Public health officials in El Salvador have warned people not to have children until 2018 in a bid to reduce the effects of the disease which causes birth defects.

Map: The i newspaper/WHO

Similar calls have been made by the governments of Colombia, Ecuador and Jamaica and to anyone planning on travelling to the to the Olympics in Rio later this year.

We'd like to suggest to all the women of fertile age that they take steps to plan their pregnancies, and avoid getting pregnant between this year and next.

  • El Salvador's deputy health minister, Eduardo Espinoza

However, family planning and abortion laws in predominantly Catholic Latin America are making that very difficult.

In El Salvador, where more than 5,000 cases have been diagnosed in the last year, abortion is completely outlawed and sex education of young girls and boys is much further behind other parts of the world.

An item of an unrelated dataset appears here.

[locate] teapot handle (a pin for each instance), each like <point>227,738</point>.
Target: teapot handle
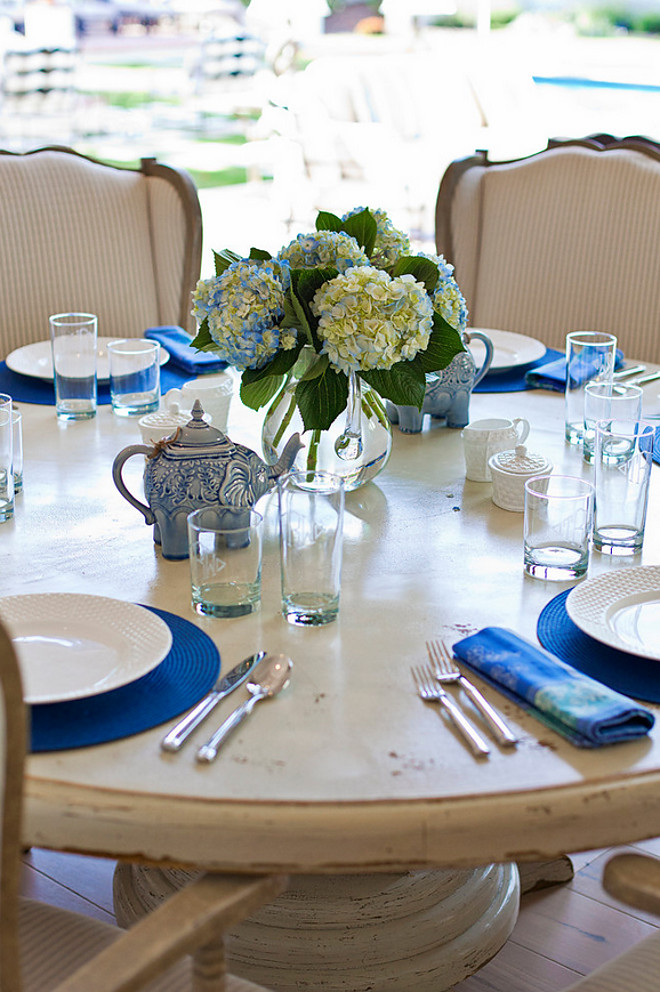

As Rosa Hernandez, the El Salvador director of Catholics for Choice, explained to Broadly:

How are we going to prevent pregnancies of these girls... [if] there are no emergency contraceptive pills available at health units after someone is raped?

Abortion would be the solution but [it] is fully penalised... Asking only women not to become pregnant is irresponsible when all these factors exist...

It is absurd; women have the right to decide what to do.